Work to boost the quantity and quality of recyclate coming out of high-rise blocks of flats will be evaluated and published by the autumn.
Resource London, the partnership programme between the London Waste & Recycling Board (Lwarb) and WRAP, has been looking at ways to improve the recycling rates of flats, with qualitative research into how flat-dwellers view recycling, and the issues and pressures they face.
It has been collaborating with Peabody Housing Association, and has already published a number of key insights into the work under the Recycling in Real Life study for local authorities and suggested interventions.
These included: providing tenant recycling packs; emotive messaging in communal areas to motivate people to recycle; more smaller recycling bins; feedback mechanisms to show residents their efforts were appreciated; and in-home waste storage solutions.
Baseline recycling figures for the 12 housing estates across the six inner London boroughs included in the study were just 10.7% once contamination had been removed. However, Resource London will be following up what impact its interventions have made, with results due out in August/September.
Lwarb head of communications Ali Moore said: “A high percentage of all the new building that is being applied for through City Hall are high rise flats and we know they are really difficult to get recycling out of.
“Some boroughs have housing that is already more than 80% flats. In other areas, such as in the suburbs, this is still likely to be approaching 40%.
“It is an increasing problem and, when flats [produce] significantly less recycling, it’s a big issue.”
Moore said the problem was high-rises producing low quantities and poor quality recycling, and little “robust” work had been done previously in this area.

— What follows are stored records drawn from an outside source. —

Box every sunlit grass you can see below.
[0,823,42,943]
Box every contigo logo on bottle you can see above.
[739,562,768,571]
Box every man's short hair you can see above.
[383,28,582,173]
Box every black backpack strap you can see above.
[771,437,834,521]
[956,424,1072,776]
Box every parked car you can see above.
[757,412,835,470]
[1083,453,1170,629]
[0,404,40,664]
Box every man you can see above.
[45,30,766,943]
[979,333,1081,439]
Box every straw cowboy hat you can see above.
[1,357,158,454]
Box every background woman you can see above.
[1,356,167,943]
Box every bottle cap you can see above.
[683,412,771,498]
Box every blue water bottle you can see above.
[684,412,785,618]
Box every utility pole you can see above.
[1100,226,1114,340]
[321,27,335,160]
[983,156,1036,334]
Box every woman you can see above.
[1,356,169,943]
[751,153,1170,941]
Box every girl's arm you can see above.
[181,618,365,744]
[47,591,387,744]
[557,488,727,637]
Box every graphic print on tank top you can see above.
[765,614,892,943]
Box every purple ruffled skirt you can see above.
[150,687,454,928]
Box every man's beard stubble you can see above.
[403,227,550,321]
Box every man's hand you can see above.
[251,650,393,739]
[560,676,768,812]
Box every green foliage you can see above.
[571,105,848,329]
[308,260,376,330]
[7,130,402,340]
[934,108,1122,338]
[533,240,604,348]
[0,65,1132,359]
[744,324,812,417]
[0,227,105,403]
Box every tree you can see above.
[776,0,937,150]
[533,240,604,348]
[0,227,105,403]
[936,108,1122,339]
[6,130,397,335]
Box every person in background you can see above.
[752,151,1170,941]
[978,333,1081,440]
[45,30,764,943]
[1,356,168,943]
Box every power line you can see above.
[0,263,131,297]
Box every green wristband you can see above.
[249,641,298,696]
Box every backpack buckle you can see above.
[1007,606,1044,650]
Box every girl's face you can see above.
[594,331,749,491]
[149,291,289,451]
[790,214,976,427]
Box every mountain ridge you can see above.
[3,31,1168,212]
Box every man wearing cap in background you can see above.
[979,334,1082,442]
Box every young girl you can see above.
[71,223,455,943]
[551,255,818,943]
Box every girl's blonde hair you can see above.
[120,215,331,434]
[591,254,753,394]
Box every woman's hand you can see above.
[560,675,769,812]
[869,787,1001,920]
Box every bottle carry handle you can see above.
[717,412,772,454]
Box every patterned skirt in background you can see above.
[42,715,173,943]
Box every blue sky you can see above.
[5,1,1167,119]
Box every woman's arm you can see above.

There were three phases to Resource London’s work. In the first stage, 32 people submitted written tasks, selfie videos and photos to the research teams. Four respondents then took part in a remote observational study, involving placing two webcams in their kitchens for up to two weeks. Finally, 16 face-to-face interviews were carried out, looking at a range of issues such as weekly routines, social groups, recycling practices and bin journeys.